O(2^W*(A*P) + 2^T*(D+S) + B*(R+C))
Where: 
W = current number of workers 
A = assignments workers can perform 
P = average number of workplaces 
T = number of troops (fighters plus workers) 
D = average number of directions that a unit can move 
S = choice of troop's stance 
B = number of buildings 
R = average choice of research objectives at a building 
C = average choice of units to create at a building 

Shortly into a game, the amount of moves grows too large to even consider all options.  One of the first pieces of the problem of developing a high level AI is limiting the decision space.  

When the decision space is limited, the problem becomes choosing the best option given the current situation. The best option will be defined as the one that will increase the likelihood of AI attaining victory.  Case-Based Reasoning will be used to determine which option is the best at the time by pulling from a knowledge base of other situations faced by the AI.  

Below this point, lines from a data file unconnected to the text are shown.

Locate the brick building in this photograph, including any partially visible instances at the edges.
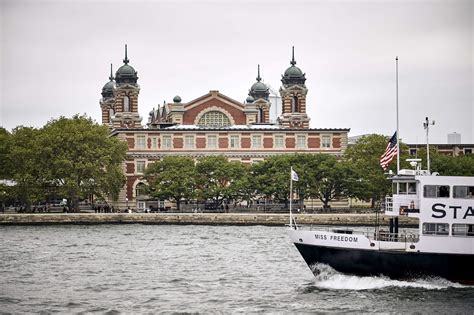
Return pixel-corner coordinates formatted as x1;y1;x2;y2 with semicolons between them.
100;46;350;210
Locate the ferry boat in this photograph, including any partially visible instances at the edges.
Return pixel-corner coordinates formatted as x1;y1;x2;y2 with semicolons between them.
288;168;474;284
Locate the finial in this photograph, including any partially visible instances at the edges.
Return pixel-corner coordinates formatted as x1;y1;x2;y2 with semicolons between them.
290;46;296;66
109;63;114;81
256;64;261;82
123;44;129;64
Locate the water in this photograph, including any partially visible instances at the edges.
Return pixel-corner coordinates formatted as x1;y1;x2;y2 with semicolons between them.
1;225;473;313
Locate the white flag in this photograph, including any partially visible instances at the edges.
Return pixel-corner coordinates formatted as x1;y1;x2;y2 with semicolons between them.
291;169;299;181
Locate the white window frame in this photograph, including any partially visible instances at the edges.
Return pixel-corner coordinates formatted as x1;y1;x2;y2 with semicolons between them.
207;135;217;149
162;135;172;149
184;135;195;149
296;134;307;149
136;160;146;174
274;134;285;149
252;134;262;149
229;135;240;149
136;135;146;149
321;134;332;148
152;137;158;150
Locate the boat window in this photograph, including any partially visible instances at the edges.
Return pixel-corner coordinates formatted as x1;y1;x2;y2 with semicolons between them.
452;224;474;237
392;183;397;194
453;186;474;199
423;223;449;236
423;185;450;198
398;182;407;194
408;182;417;194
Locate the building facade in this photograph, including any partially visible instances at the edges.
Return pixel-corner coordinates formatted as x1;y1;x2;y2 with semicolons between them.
100;46;350;210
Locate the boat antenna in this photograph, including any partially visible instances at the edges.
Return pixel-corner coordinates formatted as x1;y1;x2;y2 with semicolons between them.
396;56;400;175
423;116;435;173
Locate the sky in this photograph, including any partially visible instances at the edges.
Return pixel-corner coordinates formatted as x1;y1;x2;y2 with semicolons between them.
1;0;473;144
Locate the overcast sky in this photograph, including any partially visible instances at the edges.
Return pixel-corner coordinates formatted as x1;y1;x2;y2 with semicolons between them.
1;0;473;144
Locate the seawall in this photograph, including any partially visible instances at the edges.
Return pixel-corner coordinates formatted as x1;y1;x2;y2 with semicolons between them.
0;213;418;226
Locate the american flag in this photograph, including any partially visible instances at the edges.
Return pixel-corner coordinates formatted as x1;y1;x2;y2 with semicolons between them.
380;132;398;170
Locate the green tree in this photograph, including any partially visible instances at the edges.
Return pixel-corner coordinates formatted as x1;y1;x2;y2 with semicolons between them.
418;147;474;176
144;156;196;210
252;155;294;203
343;134;409;207
7;126;45;209
40;115;127;210
195;156;245;207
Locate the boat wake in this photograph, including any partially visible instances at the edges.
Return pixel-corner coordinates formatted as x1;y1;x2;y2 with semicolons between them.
310;263;466;291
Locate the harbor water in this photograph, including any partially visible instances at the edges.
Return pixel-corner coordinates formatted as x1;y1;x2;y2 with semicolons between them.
1;225;473;313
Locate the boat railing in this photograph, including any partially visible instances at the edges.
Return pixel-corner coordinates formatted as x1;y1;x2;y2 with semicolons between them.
296;225;419;244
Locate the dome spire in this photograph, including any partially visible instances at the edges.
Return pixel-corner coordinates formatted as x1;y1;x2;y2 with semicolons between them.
109;63;114;81
291;46;296;66
123;44;129;64
256;64;261;82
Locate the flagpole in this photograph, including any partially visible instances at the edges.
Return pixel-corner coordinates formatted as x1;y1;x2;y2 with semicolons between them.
289;167;293;228
396;56;400;175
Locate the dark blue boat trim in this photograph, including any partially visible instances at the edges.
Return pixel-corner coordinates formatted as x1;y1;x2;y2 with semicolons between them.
294;242;474;284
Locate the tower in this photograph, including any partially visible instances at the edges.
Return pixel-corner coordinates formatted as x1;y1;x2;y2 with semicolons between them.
278;47;310;129
247;65;271;124
111;44;142;128
100;64;116;126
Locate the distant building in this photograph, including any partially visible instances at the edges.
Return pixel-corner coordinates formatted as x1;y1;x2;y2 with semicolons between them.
99;46;350;210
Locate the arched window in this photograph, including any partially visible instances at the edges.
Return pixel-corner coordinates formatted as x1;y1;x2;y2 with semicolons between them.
135;182;147;197
291;96;299;113
258;108;264;123
197;111;231;127
123;96;130;112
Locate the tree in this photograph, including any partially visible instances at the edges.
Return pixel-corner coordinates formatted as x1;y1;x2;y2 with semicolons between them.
144;156;196;210
252;155;294;204
343;134;409;207
39;115;127;210
195;156;246;207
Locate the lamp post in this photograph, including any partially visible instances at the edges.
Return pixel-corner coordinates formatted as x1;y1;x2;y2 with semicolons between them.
423;117;435;173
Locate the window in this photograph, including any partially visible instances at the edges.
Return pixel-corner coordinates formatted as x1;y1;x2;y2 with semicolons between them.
398;182;407;194
198;111;231;127
123;96;130;112
257;108;264;123
409;148;417;156
152;137;158;149
408;182;417;194
109;108;114;121
423;223;449;236
464;148;472;155
162;135;172;149
136;161;146;174
452;224;474;237
423;185;450;198
230;135;240;149
321;135;331;148
252;135;262;149
291;96;299;112
453;186;474;199
296;135;306;149
184;135;194;149
136;135;146;149
274;135;284;149
208;135;217;149
135;182;147;197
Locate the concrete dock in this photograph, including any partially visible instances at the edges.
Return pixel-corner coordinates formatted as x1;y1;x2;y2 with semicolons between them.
0;213;418;226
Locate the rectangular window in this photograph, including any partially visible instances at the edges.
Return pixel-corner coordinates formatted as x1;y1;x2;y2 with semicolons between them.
453;186;474;199
409;148;417;156
296;135;306;149
398;182;407;194
184;135;194;149
136;161;146;174
136;135;146;149
252;135;262;149
162;135;172;149
230;135;240;149
452;224;474;237
274;135;284;149
423;185;450;198
423;223;449;236
321;135;331;148
464;148;472;155
208;135;217;149
152;137;158;150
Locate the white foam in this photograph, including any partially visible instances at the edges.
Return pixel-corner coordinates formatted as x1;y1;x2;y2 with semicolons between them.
310;263;466;291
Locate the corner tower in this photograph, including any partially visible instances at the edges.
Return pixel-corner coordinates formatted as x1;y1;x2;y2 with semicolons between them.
111;45;142;128
100;64;116;127
247;65;271;123
278;47;310;129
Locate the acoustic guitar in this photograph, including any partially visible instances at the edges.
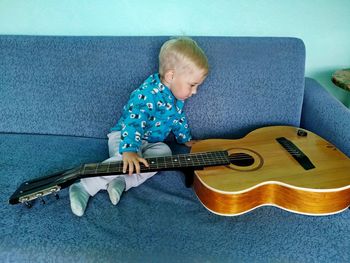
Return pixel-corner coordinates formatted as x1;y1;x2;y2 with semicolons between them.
9;126;350;216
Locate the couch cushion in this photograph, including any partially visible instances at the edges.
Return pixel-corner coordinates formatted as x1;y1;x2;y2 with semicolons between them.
0;36;305;139
187;37;306;139
1;133;350;262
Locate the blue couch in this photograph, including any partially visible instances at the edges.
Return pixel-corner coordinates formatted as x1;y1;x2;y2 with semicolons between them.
1;36;349;262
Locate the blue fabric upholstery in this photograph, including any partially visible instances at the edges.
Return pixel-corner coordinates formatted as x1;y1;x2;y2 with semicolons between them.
1;36;350;262
301;78;350;157
186;37;306;139
0;36;305;139
1;133;349;262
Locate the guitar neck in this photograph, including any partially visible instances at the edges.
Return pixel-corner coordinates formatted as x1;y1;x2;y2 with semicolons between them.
80;151;230;178
9;150;230;205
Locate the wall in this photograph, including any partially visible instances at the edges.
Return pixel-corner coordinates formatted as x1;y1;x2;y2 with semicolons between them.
0;0;349;105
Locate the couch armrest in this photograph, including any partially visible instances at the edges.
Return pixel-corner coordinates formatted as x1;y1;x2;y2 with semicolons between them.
301;77;350;157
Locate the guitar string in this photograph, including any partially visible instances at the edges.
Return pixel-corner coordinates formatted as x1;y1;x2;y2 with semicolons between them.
84;153;252;168
84;156;253;172
83;147;303;175
83;152;265;172
83;152;228;167
88;155;266;175
83;152;232;174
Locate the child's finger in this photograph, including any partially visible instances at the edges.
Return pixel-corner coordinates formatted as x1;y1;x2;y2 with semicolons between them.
138;157;149;168
134;160;141;175
128;160;134;175
123;160;128;173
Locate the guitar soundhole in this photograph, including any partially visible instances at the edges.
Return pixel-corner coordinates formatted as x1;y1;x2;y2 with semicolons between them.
229;153;254;167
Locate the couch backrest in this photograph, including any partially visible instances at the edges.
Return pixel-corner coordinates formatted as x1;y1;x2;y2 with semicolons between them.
0;36;305;139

In solving the problem of which solution is best the AI would also solve the four problems mentioned above.  It would solve adversarial real-time planning by changing the AI's plan depending on the changing environment because as the game situation changes the AI may choose a different solution.  Decision making under uncertainty would be solved because by selecting a best solution at the time, the AI would be making a decision under uncertainty.  Selecting the best solution also solves spatial and temporal reasoning by learning when the best times to attack are, and what building patterns work best.  Resource management is also taken care of because the AI will select the option that is the best use of it's money at the time.  Thus, the important problem is what is the best decision for the AI to make at this time to put itself in a position to win the game?
Procedure
I will be using the jCOLIBRI Case-Based Reasoner as the system to govern the AI.  This system will be responsible for retrieving cases based on the current game state, proposing a solution, modifying the solution, applying the solution, evaluating the solution, and saving the case for future use.  Most of this will be handled by the built in system, but I will have to write how the cases are retrieved, what how they will be indexed, and what information should be stored.  For much of this, particularly the indexes, I will be referring to the work in [1].  
I will be using Wargus as the game to test my AI.  Wargus is an open source RTS game based on the Stratagus engine.  It is based on the game Warcraft II, and is what was used in [1].  The game is scripted in Lua, and since jCOLIBRI is written in Java, I will be using the LuaJava libraries to communicate between the two.
In [1], the TIELT system was used to communicate between the CBR and the game engine.  This system was able to plug in a game and AI module, and then evaluate it.  The TIELT system is no longer under development, and currently has issues running on my system, so I will be unable to use this.  Instead, I will need to write the interface between jCOLIBRI and Wargus so that Wargus can send state information to jCOLIBRI, and jCOLIBRI can send AI commands to Wargus.  Additionally, I will need a way to automate tests and record the results.
Bibliography
[1] David W. Aha, Matthew Molineaux, Marc Ponsen.  Learning to Win: Case-Based Plan Selection in a Real-Time Strategy Game. 2005.